Mi día transcurrió con normalidad, con la liviandad del que no se juega nada en la cancha que transpiran los otros, del que no es hincha.

A las nueve y media nos sentamos frente al televisor.

--Hace frío --dijo mi hijo.

--No --le dije--. Hace calor. Deben ser tus nervios.

Mi hijo temblaba. Yo comía y él se había preparado un fernet.

Me dijo que le había apostado a que Boca empataba pero también a que Palmeiras ganaba. A veces piensa que querer demasiado algo produce el efecto contrario.

--Al final sos un pecho frío --le dije.

Después le hablé de que no estaba bien apostar (es imposible reprimir ese costado materno) y me dijo que agradeciera que lo hizo solo esta vez, que la gente de su edad vive apostando (tema para otro artículo).

Él se restregaba las manos con un repasador, se paraba, puteaba al director técnico del Boca, felicitaba al chiquito Romero. Hablábamos de la cancha horrible que les había tocado. Todo más o menos habitual.

Cuando vino el gol, se paró y se acercó al televisor. Lo gritó como si se hubiera desgarrado. Yo me puse contenta pero no grité.

Fue un alivio, un momento de optimismo, de saber que ganar era posible y de que la vida podía ser tan bella como un gol deseado. Duró poco.

Se fue a buscar una cerveza, estaba congelada. La abrió y empezó a chorrear sin parar, como si hubiera un barril entero adentro de esa latita. Enchastró el piso, la mesita ratona, los limpió. Siempre es bueno entretenerse con otra cosa cuando se empieza a sufrir.

Yo de vez en cuando reprimía unos “ay”, cuando veía que la cancha estaba inclinada como si estuviéramos jugando al metegol y alguien se ocupara de levantarla de un lado para que la pelota fuera siempre al arco que le convenía.

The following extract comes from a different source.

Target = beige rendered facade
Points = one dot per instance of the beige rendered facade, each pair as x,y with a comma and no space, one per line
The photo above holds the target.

Cuando hubo movimientos como para sacar a Barco, la cosa se puso peor. Puteó al director técnico. Y más cuando sacó al uruguayo Merentiel. Cuando echaron a Rojo, directamente se fue. Dijo que no iba a mirar más ese partido. Se puso unos auriculares, de esos que callan todos los sonidos exteriores y me dejó sola. Por un momento dudé, me dije qué hago, si yo miro el partido por él, di unas vueltas, preparé mis cosas para el día siguiente, cerré la puerta con llave, hice todo lo que se hace para preparar la retirada a la habitación, pero al final volví y me senté frente al televisor.

Cuando hizo el gol Palmeiras se lo fui a decir, levantó un auricular y recibió la noticia como la de una muerte anunciada.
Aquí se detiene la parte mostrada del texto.